Bioinformatický seminár

Tue 6 Mar. 2012, 17:20
I-9

Title: Parida (2010) Ancestral recombinations graph: a reconstructability perspective using random-graphs framework
Speaker: Martin Králik

We present a random graphs framework to study pedigree history in an ideal
(Wright Fisher) population. This framework correlates the underlying
mathematical objects in, for example, pedigree graph, mtDNA or NRY Chr
tree, ARG (Ancestral Recombinations Graph), and HUD used in literature,
into a single unified random graph framework. It also gives a natural
definition, based solely on the topology, of an ARG, one of the most
interesting as well as useful mathematical objects in this area. The
random graphs framework gives an alternative parametrization of the ARG
that does not use the recombination rate q and instead uses a parameter M
based on the (estimate of ) the number of non-mixing segments in the
extant units.
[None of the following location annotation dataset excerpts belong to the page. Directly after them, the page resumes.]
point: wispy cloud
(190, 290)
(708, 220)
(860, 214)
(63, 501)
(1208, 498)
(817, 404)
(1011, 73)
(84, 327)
This seems more natural in a setting that attempts to tease
apart the population dynamics from the biology of the units. This
framework also gives a purely topological definition of GMRCA, analogous
to MRCA on trees (which has a purely topological description i.e., it is a
root, graph-theoretically speaking, of a tree). Secondly, with a natural
extension of the ideas from random-graphs we present a sampling
(simulation) algorithm to construct random instances of ARG/unilinear
transmission graph. This is the first (to the best of the author's
knowledge) algorithm that guarantees uniform sampling of the space of ARG
instances, reflecting the ideal population model. Finally, using a measure
of reconstructability of the past historical events given a collection of
extant sequences, we conclude for a given set of extant sequences, the
joint history of local segments along a chromosome is reconstructible.